Sword of Rome remains a favourite game of my ‘regular gaming group’ (myself, my 15-year-old son and my other half). Despite this, we don’t get a chance to play it very often due to its length. When we do play, it’s always memorable. The 4-player game is best because it involves the interestingly different Gauls, and often I will play two sides in order to make that possible. However, this time we stuck with the 3-player variant (in which the Gaul player is abstracted into a ‘Gallic Events Table’). Despite the more restricted scope for interactions, this allowed a much more ‘natural’ game for the three of us and we were really surprised how well it played out.

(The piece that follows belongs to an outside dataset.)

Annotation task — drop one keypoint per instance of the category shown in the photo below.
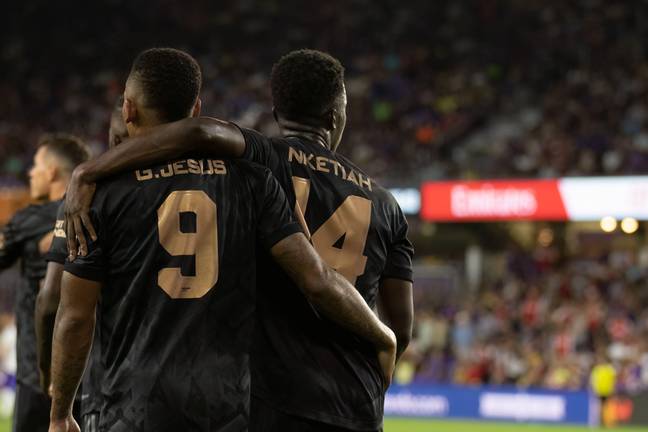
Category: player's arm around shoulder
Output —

This rather rambling report concerns the first four turns (of a 9-turn game). The events given are from memory as I didn’t take notes. The general thrusts are described but the order of events is approximate. Not all actions are mentioned – there seemed to be a huge amount going on.

The first four turns

It had been something like 9 months since our last game and it took the first turn for each of us to remember how to play and more importantly, what exactly to try to achieve! Everyone seemed to have decided on a fairly cautious start by raising city loyalties. Then Valerius left Rome taking the bulk of the army down to Capua. In reply the Etruscans persuaded the Volsci to expand their army and then rise up to besiege Rome (ES player had 3 Neutral Power Activates cards in first hand!). Taking advantage of this, the Etruscans sneaked into Samnium, taking it at the end of the turn for a VP gain. In the south, the Greeks were content to build up forces (bringing on several leaders + CUs), while Egnatius rose to prominence among the Samnites.

Turn 2. By combining forces, the Romans succeeded in driving the Volsci from Rome, but suffered significant losses in the process (in addition to taking fewer reinforcements at the end of last turn). While the Romans were busy, the Etruscans took Narnia fairly quickly for a VP gain. With their forces bled, the Romans appointed a dictator, but then didn’t have a clear plan of how to use this advantage. Initially, the dictator planned to take Tarquinii, but when this city’s loyalty was raised to 3, he looked south punish the Volsci in Antium. The Volsci were reduced to 2 CU (those that retreated into the city) but more Roman losses occurred too. The dictator then went north to besiege Tarquinii with a 3-CU army (unsuccessfully as it turned out due to attrition). The dictator’s large tactical ability rating was not utilised fully.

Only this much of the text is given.